2/ Fonction symbolique et sociale de la catégorie bétail.
Le bétail n’est pas conçu comme une activité humaine mais comme “déterminant” la façon dont
ces sociétés s’organisent. Il est conçu comme étant à l’origine des relations sociales. Il fonde par exemple
les rapports de parenté, en particulier la relation de filiation (référence à Evans-Pritchard: le lignage est
d’abord chez les Nuer le lieu d’attribution du bétail) et la relation de genre. Chez les Masai, il fonde le
système d’âge et ses différents grades. Il est également à la base des liens de mariage (ainsi chez les Nuer,
le bétail ne peut pas circuler deux fois dans le même groupe: il fonde donc les relations de clan).
3/ Dimension rituelle, notamment sacrificielle.

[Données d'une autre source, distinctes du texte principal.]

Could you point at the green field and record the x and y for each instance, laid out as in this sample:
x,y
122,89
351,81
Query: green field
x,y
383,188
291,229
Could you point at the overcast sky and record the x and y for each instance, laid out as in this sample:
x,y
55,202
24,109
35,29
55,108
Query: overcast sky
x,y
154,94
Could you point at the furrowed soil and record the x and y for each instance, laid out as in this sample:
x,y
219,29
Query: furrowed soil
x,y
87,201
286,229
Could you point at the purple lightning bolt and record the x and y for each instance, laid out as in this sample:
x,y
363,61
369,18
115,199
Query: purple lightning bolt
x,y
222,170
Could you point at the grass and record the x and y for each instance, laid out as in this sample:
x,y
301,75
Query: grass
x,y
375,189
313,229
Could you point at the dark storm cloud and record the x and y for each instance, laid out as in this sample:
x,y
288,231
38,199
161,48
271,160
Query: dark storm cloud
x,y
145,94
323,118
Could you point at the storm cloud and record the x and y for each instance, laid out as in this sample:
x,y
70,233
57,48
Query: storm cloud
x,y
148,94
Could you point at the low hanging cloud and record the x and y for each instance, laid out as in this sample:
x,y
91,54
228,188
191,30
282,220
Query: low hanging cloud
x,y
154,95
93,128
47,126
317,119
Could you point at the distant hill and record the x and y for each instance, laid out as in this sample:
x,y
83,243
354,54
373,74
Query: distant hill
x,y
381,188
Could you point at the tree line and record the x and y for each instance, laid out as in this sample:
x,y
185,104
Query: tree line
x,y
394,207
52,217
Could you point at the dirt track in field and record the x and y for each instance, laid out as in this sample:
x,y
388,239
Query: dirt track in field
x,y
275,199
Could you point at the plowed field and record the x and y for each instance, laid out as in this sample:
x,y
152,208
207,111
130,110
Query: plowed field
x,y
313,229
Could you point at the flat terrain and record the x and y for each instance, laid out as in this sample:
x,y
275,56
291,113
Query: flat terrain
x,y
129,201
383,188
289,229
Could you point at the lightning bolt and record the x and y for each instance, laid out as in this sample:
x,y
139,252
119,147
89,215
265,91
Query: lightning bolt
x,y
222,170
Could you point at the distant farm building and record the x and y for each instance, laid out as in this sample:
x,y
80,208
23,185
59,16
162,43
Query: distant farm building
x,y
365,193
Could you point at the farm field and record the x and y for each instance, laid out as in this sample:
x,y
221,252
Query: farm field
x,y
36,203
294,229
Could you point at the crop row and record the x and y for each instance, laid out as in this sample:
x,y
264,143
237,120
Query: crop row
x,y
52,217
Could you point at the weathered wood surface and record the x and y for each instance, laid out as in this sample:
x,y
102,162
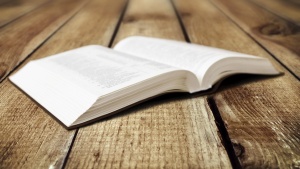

Dans toutes ces sociétés, les bovins sont en quelque sorte prédestinés à être sacrifiés (et on ne
peut tuer sans sacrifier). Ce trait amène à penser que les bovins trouvent dans le sacrifice la forme
achevée de leur valeur.
Revenant en fin d’exposé sur la notion de fétichisme, P.B. pense que, bien qu’elle n’ait pas
toujours bonne presse chez les anthropologues, cette notion permet de bien mettre en lumière le fait que le
lien au bétail est, dans ces sociétés, la condition même de leur existence. Elle permet de dévoiler des
mécanismes de connaissance. En s’appuyant sur cette notion, il y aurait peut-être un rapprochement à
faire entre la fonction du bétail dans les sociétés pastorales africaines et celle du porc dans les sociétés
mélanésiennes (dans les deux cas, ces animaux sont “bons à penser”), ou encore celle du maïs au
Mexique.
Dans le débat qui suit l’exposé, A-M.Peatrik regrette l’accent mis par P.B. sur les Masai, qui
représentent tout de même un cas limite. Mais les cas limites permettent parfois de mettre en lumière des
points restés inaperçus autrement, répond P.B..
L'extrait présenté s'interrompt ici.